Ruth Noack: After I was hired, I made the decision that exhibitions would be a big part of this space. The exhibitions would be supplemented with an events program that invites the community and helps people understand the different needs of communities in the city. We want this center to be a bridge to our clients and the communities we want to serve.
BYT: How do you use this space and the mission behind it to access communities in places like Anacostia; places that are still often considered too far by a lot of people who live in Northwest or Northeast?
Ruth Noack: Instead of asking people to come into a community, we will go into those neighborhoods and provide our services to the people that actually live there. We want to complement the activities already happening in Anacostia and amplify what’s already happening there.
Mary Ellen Carroll: I also think that the idea of transporting people to the cultural institutions around the city so that they can get their culture is a broken method. It has been for a long time. You have to start from the ground up and build with the community already there.
BYT: How does the idea of working with the community already in a given place translate to this exhibit? And how do you balance providing culture with exploring a difficult issue like human rights issues on the southern border?
Mary Ellen Carroll: When Do You Know Where the Children Are? began working with Whitman-Walker and Ruth on this project, we really thought about what we should do with the Flores documents. Of course, you can just release that information into the world. But as artists, we know that, together, we can do something together that amplifies the information in the documents.
Most of the artists on display don’t make the kind of work you see around you, where the subject matter is provided to them. Lucas and I worked very hard to transcribe the information in the Flores documents and make it searchable for the artists. The artists chose the accounts they wanted to explore and you see that their work directly reflects their own thinking.
Ruth Noack: The way society talks about issues is quite set. We all know of the children locked in detention centers along the border, but we might not know the details. Art gives the issue another forum and it allows people to access it differently. Communication and exploration through art also mean that you can deal with harsh issues in a way that doesn’t let you push them away so easily.
That’s what a cultural center can do.
BYT: Are the artists involved reflective of this thinking? I’m curious if, in the selection process of artists, you were looking for specific types of artists?
Mary Ellen Carroll: Many of the artists involved came from our personal contacts and network. A lot of it is about trust and treating our community with respect. The youngest artist on display is in their 20s but we also have a piece from Bob Witz, who’s 85 years old.
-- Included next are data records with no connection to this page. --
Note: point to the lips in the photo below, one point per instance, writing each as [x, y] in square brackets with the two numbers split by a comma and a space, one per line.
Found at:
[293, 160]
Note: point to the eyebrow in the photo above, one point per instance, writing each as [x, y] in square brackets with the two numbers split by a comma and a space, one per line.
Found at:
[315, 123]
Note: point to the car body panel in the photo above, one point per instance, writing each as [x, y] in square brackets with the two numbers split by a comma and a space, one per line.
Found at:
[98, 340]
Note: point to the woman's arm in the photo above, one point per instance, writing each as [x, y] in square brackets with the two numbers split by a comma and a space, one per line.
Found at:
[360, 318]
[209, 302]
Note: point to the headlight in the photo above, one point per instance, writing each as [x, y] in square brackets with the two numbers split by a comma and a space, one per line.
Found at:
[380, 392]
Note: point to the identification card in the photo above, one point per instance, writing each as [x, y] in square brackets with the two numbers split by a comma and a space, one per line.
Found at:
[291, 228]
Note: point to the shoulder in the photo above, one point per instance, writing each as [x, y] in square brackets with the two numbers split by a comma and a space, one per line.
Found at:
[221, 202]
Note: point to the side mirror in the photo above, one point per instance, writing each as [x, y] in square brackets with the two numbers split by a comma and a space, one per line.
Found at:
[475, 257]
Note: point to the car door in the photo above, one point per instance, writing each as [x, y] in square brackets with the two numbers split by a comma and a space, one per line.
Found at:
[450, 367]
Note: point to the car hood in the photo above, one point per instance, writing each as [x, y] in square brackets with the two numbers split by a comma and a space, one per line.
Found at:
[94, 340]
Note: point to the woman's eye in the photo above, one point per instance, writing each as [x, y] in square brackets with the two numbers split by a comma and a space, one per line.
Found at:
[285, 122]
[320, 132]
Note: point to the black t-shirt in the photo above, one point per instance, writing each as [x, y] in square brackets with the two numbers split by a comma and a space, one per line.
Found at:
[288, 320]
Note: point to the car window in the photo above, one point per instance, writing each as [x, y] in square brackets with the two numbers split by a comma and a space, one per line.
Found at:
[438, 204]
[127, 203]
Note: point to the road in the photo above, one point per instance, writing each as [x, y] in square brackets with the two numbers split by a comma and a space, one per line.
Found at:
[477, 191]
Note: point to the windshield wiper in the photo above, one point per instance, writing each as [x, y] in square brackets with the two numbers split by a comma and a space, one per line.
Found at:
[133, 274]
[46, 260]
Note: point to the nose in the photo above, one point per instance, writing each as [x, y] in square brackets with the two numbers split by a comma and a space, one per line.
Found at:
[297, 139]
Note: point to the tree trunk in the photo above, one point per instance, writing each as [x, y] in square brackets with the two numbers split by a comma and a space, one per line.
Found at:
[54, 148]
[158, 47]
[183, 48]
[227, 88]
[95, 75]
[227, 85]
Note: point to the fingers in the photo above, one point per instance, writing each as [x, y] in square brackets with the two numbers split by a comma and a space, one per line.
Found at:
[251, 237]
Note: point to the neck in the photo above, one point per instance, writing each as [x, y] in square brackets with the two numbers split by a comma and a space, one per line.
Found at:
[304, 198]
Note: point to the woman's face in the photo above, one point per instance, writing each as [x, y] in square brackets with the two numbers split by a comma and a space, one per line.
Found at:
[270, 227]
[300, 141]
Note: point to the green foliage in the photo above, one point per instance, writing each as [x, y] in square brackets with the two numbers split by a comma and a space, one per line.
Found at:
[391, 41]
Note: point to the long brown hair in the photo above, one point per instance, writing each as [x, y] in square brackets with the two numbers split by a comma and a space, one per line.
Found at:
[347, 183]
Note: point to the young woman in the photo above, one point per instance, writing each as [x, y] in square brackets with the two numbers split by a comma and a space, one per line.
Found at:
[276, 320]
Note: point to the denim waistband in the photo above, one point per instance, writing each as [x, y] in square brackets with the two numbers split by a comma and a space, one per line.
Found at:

We wanted to create a plurality of race, gender, and sexuality with our artists.
Lucas Michael: This was a call for action. Everyone who comes into contact with this project becomes activated. People are angry about what’s happening on the southern border and this exhibit is an activating point where we’re offering a channel to turn that anger into positive action.
BYT: Why this issue? In 2020, gun violence, LGBTQ rights, expansive gentrification, class divides, and climate change are all issues that weigh heavily on society. But what is it about this issue that led to it being the one explored in this first exhibit?
Ruth Noack: Many of the issues we’re facing impact or are related to migration. And as we speak there are 7,000 children in detention on this side of the border and now that I’m in this country it’s my responsibility to deal with this. It’s all of our responsibility.
Lucas Michael: Children are also the most vulnerable. But to your point about why not focus on an issue like gun violence, whenever there is a shooting the media covers it and we’re constantly reminded about gun violence. We’re constantly reminded of global warming because of the fires happening across the world. But when it comes to children being separated, incarcerated, or buried, that’s an issue that we are not reminded of but it’s also an issue that we can not let disappear.